David Cameron arrives in Lanzarote for Easter...after telling Brits to holiday in Yorkshire

David Cameron and his wife Samantha pictured on holiday in Lanzarote in 2014.
David Cameron and his wife Samantha pictured on holiday in Lanzarote in 2014.

David Cameron has arrived in the Canary Islands for a family holiday despite his £1m PR campaign to get families to visit flood-hit Yorkshire this Easter.

It is the third year in a row that the Prime Minister and his family have spent time on the holiday island.

A picture of the premier carrying a plate of food was posted on Twitter by fellow tourist Alicia Fisher, who asked: "Why is David Cameron in my hotel?"

Rugby player Jim Hamilton Tweeted: "Nice chatting to @David_Cameron about all things politics (weather) in lanzarote of all places."
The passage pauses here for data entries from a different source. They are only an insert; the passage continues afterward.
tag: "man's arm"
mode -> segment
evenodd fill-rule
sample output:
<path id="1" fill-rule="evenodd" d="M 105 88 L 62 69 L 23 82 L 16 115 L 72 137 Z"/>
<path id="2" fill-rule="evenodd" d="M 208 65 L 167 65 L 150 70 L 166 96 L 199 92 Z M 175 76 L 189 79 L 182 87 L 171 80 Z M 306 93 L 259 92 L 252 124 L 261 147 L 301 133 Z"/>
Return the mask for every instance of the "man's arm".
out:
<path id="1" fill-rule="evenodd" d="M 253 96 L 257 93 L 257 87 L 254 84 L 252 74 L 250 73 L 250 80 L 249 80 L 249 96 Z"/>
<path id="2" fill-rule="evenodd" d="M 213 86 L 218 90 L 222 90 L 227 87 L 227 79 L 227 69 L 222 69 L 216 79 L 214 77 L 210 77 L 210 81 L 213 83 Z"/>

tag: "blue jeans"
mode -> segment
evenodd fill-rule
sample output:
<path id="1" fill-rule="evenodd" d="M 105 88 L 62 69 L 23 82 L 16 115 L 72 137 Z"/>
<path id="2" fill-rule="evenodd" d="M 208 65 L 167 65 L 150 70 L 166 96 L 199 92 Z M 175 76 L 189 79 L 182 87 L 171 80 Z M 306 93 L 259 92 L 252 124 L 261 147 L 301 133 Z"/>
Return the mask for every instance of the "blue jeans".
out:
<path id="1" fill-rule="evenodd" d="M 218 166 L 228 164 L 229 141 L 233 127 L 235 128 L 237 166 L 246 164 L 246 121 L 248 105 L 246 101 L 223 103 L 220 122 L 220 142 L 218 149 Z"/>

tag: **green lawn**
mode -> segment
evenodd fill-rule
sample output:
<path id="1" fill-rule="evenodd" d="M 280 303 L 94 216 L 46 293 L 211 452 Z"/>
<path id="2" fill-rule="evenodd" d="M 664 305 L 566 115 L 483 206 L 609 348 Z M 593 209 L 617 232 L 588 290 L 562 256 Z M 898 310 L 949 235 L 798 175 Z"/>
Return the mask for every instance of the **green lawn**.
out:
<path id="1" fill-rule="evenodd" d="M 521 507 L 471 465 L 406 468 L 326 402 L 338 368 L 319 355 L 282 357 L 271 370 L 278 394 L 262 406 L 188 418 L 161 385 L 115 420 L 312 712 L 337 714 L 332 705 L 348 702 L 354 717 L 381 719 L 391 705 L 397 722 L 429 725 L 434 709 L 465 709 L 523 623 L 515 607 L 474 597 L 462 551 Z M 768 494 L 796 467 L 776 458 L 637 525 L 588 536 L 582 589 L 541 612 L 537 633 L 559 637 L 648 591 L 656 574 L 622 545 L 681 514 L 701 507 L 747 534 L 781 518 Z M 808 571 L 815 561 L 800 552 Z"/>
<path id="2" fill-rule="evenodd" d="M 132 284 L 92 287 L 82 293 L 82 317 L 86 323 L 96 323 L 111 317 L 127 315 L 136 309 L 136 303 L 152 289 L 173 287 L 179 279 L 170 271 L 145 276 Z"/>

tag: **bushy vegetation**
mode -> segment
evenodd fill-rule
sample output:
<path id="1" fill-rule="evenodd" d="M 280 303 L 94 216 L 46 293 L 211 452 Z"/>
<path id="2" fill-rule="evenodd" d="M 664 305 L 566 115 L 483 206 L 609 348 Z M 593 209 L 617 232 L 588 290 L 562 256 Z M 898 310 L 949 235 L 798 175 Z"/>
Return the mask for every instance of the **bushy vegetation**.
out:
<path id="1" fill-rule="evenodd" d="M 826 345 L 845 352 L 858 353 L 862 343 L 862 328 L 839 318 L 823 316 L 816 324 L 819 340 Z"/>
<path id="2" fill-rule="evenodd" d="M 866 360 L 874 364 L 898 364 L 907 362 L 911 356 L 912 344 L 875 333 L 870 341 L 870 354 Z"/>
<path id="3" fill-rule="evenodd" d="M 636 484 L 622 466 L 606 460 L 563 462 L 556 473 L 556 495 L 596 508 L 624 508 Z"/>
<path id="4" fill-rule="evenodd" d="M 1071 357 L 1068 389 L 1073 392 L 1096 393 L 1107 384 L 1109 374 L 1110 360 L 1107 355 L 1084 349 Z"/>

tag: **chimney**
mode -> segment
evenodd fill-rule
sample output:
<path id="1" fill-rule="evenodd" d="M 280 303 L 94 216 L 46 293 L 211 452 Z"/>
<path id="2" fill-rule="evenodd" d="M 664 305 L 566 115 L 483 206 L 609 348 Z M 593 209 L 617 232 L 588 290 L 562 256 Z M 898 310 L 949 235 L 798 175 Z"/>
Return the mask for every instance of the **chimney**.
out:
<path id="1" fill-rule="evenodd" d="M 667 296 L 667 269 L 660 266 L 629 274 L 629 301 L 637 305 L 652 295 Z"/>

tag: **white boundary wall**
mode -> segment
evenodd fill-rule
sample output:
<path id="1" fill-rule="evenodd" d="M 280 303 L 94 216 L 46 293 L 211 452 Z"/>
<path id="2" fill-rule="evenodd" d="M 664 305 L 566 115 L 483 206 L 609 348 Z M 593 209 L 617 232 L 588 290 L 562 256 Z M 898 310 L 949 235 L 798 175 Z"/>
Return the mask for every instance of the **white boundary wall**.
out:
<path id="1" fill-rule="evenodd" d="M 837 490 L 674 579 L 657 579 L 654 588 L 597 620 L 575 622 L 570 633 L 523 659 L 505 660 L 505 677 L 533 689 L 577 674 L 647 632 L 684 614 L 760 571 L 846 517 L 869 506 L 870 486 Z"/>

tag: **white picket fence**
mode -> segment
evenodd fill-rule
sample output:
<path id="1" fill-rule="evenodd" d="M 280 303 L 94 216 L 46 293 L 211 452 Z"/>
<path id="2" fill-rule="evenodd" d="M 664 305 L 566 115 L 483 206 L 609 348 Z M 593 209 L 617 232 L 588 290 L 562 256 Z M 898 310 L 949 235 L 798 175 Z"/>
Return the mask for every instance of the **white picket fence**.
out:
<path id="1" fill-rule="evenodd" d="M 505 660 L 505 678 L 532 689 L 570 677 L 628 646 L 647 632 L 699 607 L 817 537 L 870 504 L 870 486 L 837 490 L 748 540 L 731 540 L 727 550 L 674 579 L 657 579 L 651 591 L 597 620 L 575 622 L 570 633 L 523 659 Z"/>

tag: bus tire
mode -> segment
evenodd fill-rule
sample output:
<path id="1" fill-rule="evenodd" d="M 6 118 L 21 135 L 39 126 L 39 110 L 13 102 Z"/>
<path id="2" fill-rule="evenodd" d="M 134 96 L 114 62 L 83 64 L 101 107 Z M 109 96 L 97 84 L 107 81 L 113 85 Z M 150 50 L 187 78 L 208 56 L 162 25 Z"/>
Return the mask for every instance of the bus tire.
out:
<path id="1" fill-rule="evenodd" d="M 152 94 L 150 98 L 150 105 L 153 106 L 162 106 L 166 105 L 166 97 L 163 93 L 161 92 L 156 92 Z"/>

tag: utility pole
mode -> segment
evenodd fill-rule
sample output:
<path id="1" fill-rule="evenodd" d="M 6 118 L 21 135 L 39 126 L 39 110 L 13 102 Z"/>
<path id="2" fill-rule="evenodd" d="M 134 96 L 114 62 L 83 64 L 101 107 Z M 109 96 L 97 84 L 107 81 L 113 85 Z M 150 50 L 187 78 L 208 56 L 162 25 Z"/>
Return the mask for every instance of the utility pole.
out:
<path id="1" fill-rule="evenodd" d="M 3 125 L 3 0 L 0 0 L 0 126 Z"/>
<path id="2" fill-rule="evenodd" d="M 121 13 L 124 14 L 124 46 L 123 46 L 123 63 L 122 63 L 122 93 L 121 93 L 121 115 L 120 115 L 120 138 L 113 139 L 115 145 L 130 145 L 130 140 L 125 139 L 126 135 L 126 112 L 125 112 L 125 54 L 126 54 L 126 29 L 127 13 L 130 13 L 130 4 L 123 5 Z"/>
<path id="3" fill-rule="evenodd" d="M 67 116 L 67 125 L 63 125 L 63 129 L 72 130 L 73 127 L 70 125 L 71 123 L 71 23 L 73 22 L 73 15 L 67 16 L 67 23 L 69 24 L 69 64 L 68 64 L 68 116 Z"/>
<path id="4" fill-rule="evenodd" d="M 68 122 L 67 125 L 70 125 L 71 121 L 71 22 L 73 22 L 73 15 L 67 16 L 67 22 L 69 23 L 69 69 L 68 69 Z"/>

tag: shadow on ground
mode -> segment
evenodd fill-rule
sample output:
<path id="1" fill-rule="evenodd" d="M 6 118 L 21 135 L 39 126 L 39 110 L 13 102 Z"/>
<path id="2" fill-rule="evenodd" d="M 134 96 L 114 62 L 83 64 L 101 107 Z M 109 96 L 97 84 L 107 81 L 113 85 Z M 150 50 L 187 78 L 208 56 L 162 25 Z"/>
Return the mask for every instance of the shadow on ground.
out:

The Camerons were reported to have arrived late this morning, hours before Parliament was due to start its Easter recess, on an EasyJet flight - and are due to return next Wednesday.

It prompted an angry reaction from Liberal Democrat leader Tim Farron, whose Westmorland and Lonsdale constituency covers many of the most popular spots in the Lake District.

In January the Prime Minister launched a £1 million PR campaign in Grasmere to encourage British families to spend their Easter holidays in the north.

Prime Minister David Cameron said at the time 'from York Minster to Honister Mine, Carlisle Castle to the Leeds Armouries, the north has some of the most iconic tourist attractions the UK has to offer' and Environment Secretary Liz Truss said she wanted families to visit flood-hit communities this Easter.

Mr Farron said: "The Prime Minister has jetted off already for a few days' relaxation in Spain.

"So while the Prime Minister ignores his own comments about visiting the North, what I am saying is that we are open for business and I urge people to come and visit and see some of

the beautiful scenery in the country.

"But for everyone else the added bonus is that you seem guaranteed not to bump into him."

Addressing Tory MPs hours before jetting to the Spanish island, Mr Cameron admitted it had been a "tough week" following budget U-turns and former work and pensions secretary Iain Duncan Smith's resignation.

In his end-of-term address he said he could "do with more time to think" as he tried to cope with the fast-paced 24-hour news cycle.